Still, he had many dark moments to overcome. He was never beaten or tortured, he points out. But there was despair to fight, "dragging my mind to a better place," and the constant threat that he might be killed.
"I did say to myself that it was really the great test of my life and that I would always measure myself by the way I responded to it. I used to think, for example, that if you were to collapse under pressure then you must never pick up a book on Auschwitz because you'd have to know that under less pressure [than that endured by Jews during the Holocaust]you succumbed.
"The worst moment was when I heard on the radio that they had executed me. That's an extraordinary thing to hear in that situation," he says. "I feared that the statement was just ahead of the act."
He stayed up all night, anticipating the sound of the footsteps of his approaching assassin. "You're looking at the possibility of your own violent death," he says softly.
The night passed without incident. When the call to prayer signalled the dawn, he felt sure there would be no killing at that point, and he fell asleep. With a rueful smile, he adds that he should admit feeling some pleasure in being able to quote - if only to himself in the confines of his cell - the famous Mark Twain line that "reports of my death have been greatly exaggerated."
A balding, pale man with clear blue eyes, Mr. Johnston tells his story in a hushed voice, dispassionately, like the veteran journalist he is. He is calm, reporting from the centre of his own horror for his avid listeners, as if in the middle of a war zone.

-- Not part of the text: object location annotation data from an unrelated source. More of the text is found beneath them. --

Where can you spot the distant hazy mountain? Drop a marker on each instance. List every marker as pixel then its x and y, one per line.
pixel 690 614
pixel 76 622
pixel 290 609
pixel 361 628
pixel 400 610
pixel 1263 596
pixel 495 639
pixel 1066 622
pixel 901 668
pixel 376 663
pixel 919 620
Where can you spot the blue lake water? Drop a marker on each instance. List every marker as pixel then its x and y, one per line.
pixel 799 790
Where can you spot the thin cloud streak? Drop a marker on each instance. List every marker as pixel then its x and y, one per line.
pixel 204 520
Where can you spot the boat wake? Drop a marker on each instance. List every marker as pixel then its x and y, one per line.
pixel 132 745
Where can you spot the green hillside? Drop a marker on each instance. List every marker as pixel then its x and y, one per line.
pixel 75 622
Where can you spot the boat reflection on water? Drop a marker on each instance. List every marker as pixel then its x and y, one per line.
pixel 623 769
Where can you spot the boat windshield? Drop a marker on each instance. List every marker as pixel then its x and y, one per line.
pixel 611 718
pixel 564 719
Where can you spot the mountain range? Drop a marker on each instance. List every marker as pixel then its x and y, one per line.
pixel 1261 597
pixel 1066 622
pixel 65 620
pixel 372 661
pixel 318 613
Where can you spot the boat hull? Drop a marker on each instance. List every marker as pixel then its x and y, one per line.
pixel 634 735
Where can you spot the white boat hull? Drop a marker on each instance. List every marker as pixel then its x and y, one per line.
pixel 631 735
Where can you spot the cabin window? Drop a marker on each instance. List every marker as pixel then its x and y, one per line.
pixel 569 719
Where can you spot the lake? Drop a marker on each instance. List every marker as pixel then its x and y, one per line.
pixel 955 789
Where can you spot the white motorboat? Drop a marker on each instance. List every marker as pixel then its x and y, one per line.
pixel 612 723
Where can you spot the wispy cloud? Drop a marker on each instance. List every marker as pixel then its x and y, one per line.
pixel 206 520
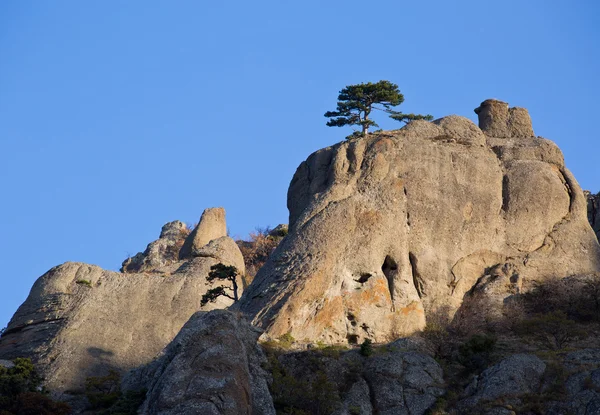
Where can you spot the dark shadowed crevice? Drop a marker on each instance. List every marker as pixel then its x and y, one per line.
pixel 364 277
pixel 417 280
pixel 390 268
pixel 505 194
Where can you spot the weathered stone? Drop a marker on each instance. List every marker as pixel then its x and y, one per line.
pixel 404 383
pixel 519 123
pixel 212 226
pixel 391 227
pixel 279 231
pixel 80 320
pixel 392 381
pixel 164 251
pixel 594 212
pixel 213 366
pixel 497 120
pixel 493 118
pixel 516 375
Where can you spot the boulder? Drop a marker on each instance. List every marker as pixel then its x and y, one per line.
pixel 213 366
pixel 164 251
pixel 80 320
pixel 211 226
pixel 391 381
pixel 514 376
pixel 404 383
pixel 386 229
pixel 496 119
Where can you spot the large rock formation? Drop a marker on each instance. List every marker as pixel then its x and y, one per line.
pixel 80 320
pixel 213 366
pixel 388 228
pixel 211 226
pixel 163 251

He passed 114 days as a hostage analyzing himself and his life. "I did go right through my life and my personality," he says. "I used to think I was doing a psychological job on myself that you would pay a lot for in Manhattan," he continues without a change in his serious voice.

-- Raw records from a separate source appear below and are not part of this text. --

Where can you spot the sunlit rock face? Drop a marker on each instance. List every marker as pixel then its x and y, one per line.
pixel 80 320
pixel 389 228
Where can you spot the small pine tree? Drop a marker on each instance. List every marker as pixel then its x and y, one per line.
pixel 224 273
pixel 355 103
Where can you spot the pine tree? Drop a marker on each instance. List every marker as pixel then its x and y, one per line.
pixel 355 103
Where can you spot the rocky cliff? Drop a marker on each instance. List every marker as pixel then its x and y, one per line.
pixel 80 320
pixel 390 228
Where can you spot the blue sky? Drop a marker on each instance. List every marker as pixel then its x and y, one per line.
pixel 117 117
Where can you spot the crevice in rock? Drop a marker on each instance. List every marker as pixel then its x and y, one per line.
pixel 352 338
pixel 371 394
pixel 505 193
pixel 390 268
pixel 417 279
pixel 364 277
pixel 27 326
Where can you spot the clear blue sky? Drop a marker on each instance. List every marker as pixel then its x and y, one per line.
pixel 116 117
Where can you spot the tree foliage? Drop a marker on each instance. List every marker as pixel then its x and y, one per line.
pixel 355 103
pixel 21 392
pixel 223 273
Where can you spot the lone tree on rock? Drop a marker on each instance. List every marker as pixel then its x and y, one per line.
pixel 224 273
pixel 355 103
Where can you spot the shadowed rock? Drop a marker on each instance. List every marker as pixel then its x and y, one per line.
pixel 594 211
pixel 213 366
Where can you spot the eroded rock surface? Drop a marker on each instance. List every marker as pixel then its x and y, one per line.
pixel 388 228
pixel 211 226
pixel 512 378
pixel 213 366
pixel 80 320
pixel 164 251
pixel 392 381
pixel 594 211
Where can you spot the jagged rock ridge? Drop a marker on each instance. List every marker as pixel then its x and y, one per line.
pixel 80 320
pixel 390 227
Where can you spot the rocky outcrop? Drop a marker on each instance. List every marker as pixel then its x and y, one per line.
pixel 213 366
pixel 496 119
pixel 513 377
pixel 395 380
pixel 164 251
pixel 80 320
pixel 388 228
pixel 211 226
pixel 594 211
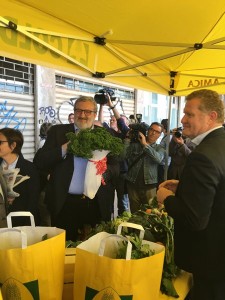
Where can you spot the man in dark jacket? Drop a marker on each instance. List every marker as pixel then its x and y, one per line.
pixel 69 208
pixel 198 205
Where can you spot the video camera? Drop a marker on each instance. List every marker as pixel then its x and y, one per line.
pixel 101 96
pixel 137 127
pixel 178 132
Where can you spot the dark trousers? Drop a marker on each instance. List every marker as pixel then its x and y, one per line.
pixel 207 289
pixel 77 212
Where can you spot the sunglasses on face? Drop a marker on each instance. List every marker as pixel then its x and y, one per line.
pixel 85 111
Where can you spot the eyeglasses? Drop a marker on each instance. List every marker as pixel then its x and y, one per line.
pixel 154 131
pixel 86 112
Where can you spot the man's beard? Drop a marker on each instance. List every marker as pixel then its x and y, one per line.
pixel 83 125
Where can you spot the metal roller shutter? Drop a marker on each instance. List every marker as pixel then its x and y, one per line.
pixel 17 111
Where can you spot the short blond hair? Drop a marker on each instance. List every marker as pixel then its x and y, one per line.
pixel 210 101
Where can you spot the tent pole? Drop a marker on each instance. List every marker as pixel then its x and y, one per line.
pixel 168 137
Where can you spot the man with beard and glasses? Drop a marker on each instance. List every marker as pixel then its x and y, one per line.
pixel 69 208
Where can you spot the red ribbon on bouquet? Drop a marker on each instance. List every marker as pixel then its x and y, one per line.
pixel 101 167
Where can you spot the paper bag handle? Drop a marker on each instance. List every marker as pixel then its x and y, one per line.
pixel 22 233
pixel 20 214
pixel 131 225
pixel 115 236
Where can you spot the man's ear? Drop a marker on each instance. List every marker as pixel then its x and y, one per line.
pixel 213 115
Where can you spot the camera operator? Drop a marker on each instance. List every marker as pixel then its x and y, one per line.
pixel 119 128
pixel 179 149
pixel 143 156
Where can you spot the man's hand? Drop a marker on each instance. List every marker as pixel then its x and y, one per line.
pixel 162 194
pixel 142 139
pixel 170 185
pixel 166 188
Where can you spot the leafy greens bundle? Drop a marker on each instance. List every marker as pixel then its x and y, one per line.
pixel 88 140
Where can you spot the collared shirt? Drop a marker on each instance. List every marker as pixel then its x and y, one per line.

Mr. Johnston was released under mounting international pressure and, in particular, through the intervention of Hamas, the Palestinian Islamist movement that had recently won power in the Palestinian Authority's general legislative election.
He now works at a desk job for the BBC in London. "One of the things I learned in that room was how much I rather like the West. I had spent most of my life to get away to more intense places. I did actually realize that home is better than I quite realized."
He also understood the beauty of freedom. "There is no sensation in the world like regaining your freedom."
He found he had more patience in the daily frustrations of life. "On the flight from Jerusalem, it was delayed an hour, and everyone was complaining, and I thought, 'What's an hour?' "
But the spell didn't last. Six weeks later, in London, he was standing in the rain waiting for a bus. "I was thinking with great impatience, 'There are no buses in this city.' "
He laughs gently, adding that the thought was both disappointing and reassuring. "That's normal. That's human nature."
People adapt to captivity, and they adapt to freedom, too.